Many people would answer “Librarian!” without considering the other option – just as I did before I heard about Bayesian Rationality and the Representativeness Bias. And as you probably would have answered, had I asked you. To put it in Daniel Kahneman’s words: Our mind might lead us automatically to a wrong answer. But many people are still ignoring the fact that our minds can fool us with ingrained biases. Many call it a trick – or manipulation. As many of us will agree, it is easier to spot the mistakes of others than one’s own and the denial of our own biases is called the ‘bias blind spot’.
As Psychology Today states, “Research also shows that we have a “bias blind spot.” Research by Emily Pronin, a psychologist at Princeton University, and colleagues, has found that people rate themselves as less susceptible to a variety of biases than others. These include things like the hindsight bias (the tendency to think we knew it all along more so after we know the outcome of something. See any poker player losing a hand and then saying they knew what you had as evidence of this), the planning fallacy (tendency to underestimate how long things will take) and the self-serving bias (tendency for all people to think they are better than average).”

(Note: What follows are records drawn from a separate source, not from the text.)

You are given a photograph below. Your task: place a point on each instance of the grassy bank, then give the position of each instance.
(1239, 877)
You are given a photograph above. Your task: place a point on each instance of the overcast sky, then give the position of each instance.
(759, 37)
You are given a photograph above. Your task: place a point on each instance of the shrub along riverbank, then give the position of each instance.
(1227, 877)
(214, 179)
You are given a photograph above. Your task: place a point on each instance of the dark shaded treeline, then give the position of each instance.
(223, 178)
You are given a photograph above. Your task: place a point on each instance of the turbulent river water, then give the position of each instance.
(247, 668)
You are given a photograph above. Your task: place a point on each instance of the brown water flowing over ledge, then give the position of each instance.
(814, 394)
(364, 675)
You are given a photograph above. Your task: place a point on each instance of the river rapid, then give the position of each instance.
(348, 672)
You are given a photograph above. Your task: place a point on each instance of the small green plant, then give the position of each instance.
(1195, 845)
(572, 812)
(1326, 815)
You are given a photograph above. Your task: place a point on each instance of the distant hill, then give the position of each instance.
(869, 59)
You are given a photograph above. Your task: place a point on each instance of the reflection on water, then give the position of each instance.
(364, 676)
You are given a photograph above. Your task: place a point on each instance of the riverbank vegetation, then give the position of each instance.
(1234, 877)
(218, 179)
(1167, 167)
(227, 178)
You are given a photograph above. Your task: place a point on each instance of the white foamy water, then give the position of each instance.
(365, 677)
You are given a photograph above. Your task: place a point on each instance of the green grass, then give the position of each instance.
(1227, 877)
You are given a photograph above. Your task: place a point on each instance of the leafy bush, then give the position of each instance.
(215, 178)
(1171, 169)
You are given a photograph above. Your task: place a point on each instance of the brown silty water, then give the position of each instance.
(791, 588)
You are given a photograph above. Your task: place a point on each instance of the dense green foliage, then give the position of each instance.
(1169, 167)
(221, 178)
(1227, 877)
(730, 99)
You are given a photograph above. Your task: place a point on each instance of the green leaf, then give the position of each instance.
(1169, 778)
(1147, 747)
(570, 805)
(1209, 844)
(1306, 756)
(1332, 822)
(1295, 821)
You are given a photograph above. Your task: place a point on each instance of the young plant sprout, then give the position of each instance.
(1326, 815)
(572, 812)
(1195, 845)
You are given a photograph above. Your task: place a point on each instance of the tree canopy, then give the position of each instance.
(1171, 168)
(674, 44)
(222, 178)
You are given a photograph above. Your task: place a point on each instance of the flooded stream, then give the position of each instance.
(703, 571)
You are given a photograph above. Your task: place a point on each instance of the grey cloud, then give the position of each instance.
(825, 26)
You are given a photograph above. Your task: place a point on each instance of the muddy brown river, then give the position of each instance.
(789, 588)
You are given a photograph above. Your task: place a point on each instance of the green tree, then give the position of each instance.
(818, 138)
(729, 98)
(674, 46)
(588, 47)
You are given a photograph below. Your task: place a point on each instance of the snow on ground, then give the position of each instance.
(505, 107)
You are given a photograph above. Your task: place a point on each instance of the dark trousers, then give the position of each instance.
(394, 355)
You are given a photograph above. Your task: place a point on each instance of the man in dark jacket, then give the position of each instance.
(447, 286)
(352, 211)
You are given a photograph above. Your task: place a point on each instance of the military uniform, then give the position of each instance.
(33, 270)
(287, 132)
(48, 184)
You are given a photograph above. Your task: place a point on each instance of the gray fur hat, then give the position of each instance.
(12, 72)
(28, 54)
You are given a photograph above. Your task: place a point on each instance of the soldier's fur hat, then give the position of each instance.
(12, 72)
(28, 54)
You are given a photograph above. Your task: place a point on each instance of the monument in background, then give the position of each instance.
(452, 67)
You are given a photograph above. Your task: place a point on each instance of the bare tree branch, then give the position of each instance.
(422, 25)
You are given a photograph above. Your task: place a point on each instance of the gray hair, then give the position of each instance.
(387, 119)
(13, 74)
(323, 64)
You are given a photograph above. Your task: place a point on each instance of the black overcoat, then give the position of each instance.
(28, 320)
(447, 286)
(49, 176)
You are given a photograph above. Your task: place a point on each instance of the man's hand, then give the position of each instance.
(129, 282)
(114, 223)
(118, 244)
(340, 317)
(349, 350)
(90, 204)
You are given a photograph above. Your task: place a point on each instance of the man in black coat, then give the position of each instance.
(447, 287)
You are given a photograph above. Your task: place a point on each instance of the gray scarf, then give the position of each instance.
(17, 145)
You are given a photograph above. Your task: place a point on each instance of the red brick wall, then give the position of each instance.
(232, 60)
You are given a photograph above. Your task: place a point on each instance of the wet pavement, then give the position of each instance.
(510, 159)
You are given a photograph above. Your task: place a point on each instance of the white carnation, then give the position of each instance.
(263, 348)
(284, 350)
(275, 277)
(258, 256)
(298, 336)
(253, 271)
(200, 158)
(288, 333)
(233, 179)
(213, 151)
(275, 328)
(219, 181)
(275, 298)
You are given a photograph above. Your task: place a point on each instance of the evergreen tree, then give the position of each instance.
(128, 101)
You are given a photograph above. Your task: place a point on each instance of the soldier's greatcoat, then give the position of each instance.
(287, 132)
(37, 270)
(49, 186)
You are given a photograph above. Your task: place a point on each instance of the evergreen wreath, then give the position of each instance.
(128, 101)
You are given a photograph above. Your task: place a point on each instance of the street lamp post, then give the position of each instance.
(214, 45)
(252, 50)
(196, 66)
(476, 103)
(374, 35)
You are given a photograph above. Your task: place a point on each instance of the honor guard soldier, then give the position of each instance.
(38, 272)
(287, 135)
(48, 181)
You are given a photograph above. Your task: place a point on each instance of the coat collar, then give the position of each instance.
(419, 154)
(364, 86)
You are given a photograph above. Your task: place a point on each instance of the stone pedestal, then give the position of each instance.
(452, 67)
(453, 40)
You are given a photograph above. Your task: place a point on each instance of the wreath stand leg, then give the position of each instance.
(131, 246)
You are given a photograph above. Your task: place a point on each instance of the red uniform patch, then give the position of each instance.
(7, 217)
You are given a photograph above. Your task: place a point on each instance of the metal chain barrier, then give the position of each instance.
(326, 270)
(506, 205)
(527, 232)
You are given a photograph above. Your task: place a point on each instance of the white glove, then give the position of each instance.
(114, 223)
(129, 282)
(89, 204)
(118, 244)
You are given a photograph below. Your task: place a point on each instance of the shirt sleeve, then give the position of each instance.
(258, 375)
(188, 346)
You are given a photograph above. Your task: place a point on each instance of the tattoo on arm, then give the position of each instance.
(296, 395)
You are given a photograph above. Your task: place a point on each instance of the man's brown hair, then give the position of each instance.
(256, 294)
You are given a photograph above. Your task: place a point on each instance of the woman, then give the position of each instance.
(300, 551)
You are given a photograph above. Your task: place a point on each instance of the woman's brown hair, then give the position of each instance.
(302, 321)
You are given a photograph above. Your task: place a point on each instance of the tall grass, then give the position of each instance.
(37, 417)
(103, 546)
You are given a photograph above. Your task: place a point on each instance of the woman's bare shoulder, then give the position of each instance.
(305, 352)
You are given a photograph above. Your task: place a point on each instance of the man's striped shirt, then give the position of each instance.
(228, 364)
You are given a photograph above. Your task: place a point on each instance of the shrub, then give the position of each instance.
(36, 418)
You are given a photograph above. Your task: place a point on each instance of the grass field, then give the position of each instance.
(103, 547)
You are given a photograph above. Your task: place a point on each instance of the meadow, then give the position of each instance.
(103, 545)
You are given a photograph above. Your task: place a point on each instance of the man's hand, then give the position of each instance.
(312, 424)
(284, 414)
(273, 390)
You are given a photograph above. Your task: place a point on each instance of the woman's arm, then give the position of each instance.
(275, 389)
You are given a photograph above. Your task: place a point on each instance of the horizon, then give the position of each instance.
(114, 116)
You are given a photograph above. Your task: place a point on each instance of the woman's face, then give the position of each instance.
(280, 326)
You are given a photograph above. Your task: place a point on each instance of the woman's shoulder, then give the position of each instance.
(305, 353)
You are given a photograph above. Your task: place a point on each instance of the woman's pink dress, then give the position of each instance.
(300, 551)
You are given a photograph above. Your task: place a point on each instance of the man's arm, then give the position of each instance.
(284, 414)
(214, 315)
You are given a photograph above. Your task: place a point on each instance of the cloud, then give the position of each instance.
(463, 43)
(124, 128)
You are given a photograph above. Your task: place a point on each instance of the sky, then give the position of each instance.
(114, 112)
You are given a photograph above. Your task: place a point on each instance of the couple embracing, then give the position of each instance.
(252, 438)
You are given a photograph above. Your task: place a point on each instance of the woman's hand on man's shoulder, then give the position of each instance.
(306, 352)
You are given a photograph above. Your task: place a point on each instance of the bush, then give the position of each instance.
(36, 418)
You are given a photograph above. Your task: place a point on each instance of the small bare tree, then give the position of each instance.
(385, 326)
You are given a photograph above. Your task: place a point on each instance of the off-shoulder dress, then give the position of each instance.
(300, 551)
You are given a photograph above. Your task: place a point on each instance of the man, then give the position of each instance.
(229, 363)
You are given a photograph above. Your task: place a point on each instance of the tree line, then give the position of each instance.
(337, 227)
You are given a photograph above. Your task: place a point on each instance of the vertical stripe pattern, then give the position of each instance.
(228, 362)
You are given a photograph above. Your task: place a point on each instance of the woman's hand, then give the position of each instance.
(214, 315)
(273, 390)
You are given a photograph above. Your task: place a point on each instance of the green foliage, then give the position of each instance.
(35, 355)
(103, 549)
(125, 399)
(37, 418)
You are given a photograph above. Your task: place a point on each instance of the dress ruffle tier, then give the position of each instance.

The dangerous thing with the bias blind spot is that this bias goes hand in hand with the confirmation bias, the tendency to agree with research supporting and to deny research challenging our own view of the world. Furthermore, we tend to gratefully take credit for success but deny responsibility for failure (see self-enhancing and self-protective bias).
The bias blind spot has a great impact on judgements and decision-making. A judge could think a gift of a friend-attorney would never affect his ability to judge the next case properly. However, when asked about his peers, the same judge would argue that a gift would unconsciously manipulate others into partiality. Another possible impact is denial of biases altogether. Research has shown that the bias blind spot occurs unrelated to intelligence and self-esteem. The bad news is that people with a high bias blind spot are concurrently less likely to learn the ability to manage their biases through de-biasing techniques.
Confronting someone with his behavior impacted by bias might not lead to improvements and rather damage your rapport with your friend or client. Consider carefully leading him to self-reflection rather than lecturing on the latest scientific evidence.
To defend yourself against your own bias blind spot think twice about the impacts of biases on your decision-making and judgement. Always keep your eyes open. Go through de-biasing training and use your full mental capacity when it counts.
Thus, the decisive question is: Are you still denying your biases – or have you become an avid follower of our de-biasing techniques?